三个连续数字的C乘积

Question

I was trying to solve this tricky question, but for some reason my code is doing something wrong... I don't exactly know why, but I'll try to explain as much as I can.

Consecutive products: Write a program that reads a positive integer from standard input and verifies if it's equal to the product of three natural and consecutive numbers. For example, the number 120 is equal to 4x5x6, as for number 90 there aren't any three consecutive natural numbers whose product is 90. Your program should generate as output 'S' if there are 3 consecutive natural numbers whose product is the value read, or 'N' if none.

Input

120

Expected Output

"S"


Input

60

Expected Output

"S"


Input

80

Expected Output

"N"


Input

120

Expected Output

"S"

And this is my code:

 #include <stdio.h>
int main(){
    int int1,i,count=10,j,k,w=0;
    scanf("%i",&int1);
    for (i = 1; i <= count; ++i)
    {
        for (j = 1; j <= count+1; ++j)
        {
            for ( k = 1; k <= count+2; ++k)
            {
                if ((i==j+1 && i==k+2) && (i*j*k==int1)){
                    w=1;
                }
            }
        }
    }
    if (w==0)
    {
        printf("N");
    }
    else{
        printf("S");
    }
}

So basically what this does is I have 3 loops that will generate random numbers in a k*i*j form... and it checks if we are getting what we want(the product of three natural and consecutive numbers) . This is for an assignment.

Answer 1

You don't need 3 loops.
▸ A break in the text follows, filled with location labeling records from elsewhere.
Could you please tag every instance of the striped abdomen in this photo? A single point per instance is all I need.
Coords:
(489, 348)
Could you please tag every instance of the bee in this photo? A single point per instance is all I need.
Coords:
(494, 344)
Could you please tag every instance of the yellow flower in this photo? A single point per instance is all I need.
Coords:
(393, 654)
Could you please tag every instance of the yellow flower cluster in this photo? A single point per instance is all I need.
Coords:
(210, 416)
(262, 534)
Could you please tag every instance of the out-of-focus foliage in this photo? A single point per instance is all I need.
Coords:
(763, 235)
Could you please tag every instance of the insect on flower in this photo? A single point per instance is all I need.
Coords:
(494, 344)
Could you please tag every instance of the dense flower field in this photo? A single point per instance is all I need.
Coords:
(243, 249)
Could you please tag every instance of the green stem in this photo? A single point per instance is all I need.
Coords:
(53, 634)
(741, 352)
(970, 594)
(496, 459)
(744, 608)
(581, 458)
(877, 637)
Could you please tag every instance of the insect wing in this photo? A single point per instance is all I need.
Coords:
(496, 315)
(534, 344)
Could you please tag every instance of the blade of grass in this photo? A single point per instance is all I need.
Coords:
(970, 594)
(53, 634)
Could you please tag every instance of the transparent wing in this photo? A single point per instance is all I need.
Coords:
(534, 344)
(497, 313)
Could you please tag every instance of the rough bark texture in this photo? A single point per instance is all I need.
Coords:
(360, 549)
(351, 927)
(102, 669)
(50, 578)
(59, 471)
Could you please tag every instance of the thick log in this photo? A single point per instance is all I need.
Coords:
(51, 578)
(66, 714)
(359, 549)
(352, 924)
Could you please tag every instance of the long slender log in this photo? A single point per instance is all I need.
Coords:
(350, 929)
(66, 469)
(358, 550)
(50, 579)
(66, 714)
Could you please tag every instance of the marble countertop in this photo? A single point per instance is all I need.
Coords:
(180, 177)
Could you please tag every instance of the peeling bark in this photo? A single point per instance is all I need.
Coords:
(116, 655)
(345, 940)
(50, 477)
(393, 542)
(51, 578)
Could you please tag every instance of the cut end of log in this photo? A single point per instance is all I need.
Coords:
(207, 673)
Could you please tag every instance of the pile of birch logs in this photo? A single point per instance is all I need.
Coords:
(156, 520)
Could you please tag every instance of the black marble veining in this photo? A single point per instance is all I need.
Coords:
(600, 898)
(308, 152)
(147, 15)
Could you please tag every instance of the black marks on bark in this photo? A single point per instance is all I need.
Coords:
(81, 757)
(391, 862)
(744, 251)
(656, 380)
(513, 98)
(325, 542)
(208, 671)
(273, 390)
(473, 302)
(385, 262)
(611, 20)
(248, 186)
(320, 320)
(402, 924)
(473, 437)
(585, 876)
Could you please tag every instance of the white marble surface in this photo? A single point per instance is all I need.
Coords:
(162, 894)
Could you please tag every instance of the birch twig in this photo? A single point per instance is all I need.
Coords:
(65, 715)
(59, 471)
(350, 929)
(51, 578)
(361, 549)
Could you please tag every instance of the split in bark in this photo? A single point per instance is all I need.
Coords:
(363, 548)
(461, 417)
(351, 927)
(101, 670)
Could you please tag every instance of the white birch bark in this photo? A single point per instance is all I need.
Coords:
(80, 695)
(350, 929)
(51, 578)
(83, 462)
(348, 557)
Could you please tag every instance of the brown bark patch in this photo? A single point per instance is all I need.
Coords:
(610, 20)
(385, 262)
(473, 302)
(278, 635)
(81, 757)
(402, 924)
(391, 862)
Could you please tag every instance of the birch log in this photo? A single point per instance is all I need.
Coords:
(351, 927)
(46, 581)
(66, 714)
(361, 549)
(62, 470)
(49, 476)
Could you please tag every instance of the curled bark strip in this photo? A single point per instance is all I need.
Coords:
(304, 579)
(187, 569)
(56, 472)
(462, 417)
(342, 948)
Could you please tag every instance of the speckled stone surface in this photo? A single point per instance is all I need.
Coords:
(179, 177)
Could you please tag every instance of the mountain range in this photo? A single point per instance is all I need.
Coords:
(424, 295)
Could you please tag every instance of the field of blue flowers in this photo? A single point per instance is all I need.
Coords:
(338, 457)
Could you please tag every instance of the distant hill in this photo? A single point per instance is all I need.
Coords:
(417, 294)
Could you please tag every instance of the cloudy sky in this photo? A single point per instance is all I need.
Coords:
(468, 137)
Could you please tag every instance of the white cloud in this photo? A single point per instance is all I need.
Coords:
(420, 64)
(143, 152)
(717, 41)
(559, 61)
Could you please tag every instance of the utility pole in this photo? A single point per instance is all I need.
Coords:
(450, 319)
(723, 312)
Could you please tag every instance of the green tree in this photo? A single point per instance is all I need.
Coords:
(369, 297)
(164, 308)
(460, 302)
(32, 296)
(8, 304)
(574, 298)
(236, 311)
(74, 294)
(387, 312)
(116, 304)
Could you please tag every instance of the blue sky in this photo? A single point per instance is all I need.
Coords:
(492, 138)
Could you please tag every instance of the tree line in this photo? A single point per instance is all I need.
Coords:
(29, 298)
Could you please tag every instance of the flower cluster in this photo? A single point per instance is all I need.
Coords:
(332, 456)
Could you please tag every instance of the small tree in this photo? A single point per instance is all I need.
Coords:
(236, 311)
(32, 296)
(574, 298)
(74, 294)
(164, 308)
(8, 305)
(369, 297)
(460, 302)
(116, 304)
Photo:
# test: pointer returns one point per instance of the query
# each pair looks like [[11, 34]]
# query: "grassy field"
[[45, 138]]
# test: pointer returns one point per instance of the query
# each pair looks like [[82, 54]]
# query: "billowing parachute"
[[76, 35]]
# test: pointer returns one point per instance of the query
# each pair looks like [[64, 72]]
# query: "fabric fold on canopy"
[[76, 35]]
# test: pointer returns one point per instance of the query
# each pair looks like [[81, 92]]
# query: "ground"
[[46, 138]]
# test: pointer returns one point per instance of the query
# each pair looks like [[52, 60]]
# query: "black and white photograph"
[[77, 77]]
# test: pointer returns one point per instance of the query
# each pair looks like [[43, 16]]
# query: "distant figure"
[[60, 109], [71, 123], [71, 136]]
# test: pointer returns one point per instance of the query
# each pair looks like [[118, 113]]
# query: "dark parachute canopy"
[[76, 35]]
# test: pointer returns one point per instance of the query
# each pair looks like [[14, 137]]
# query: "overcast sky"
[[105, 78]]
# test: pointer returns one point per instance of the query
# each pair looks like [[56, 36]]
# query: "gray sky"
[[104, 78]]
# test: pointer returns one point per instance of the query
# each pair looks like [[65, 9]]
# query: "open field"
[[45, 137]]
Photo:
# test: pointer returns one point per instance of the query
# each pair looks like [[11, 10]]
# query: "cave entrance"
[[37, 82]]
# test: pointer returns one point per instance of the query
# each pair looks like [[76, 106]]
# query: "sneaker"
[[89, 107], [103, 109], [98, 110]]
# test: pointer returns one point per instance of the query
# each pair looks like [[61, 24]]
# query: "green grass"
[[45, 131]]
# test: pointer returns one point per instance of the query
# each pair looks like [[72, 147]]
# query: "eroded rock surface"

One trival approach would be:

int test(int num)
{
    for (int i = 1; i < num; i++)
    {
        int product = i * (i + 1) * (i + 2);
        if ( product == num )
            return true;
        else if (product > num)
            break;
    }
    return false;
}

Answer 2

I modified your code. Please let me know if the problem still exists. The change made is exactly as WDS said.

#include <stdio.h>
int main(){
int int1,i,count=10,j,k,w=0,comp;
scanf("%i",&int1);
for (i = 1; i <= count; ++i)
{
    comp = i*(i+1)*(i+2);
    if(comp==int1)
    {
        w = 1;
    }
}
if (w==0)
{
    printf("N");
}
else
{
    printf("S");
}
return 0;
}

Answer 3

You might want to add the algorithm tag on this question. That said, my approach would be to consider what the product of 3 consecutive numbers is. You could write it as x * (x+1) * (x+2). But there is a better way.

Write it as (x-1) * x * (x+1). Then multiply and simplify. The result is x^3-x.

Now for any given number, start a single loop on x from x = 2 (because if x=1 then x-1=0 and this will never be a solution) and incrementing by 1 each loop. Check on each loop for a match with the input number. If it is a match, return true. If it is not a match and exceeds the input number return false. If it is not a match and is less than the input number, loop again.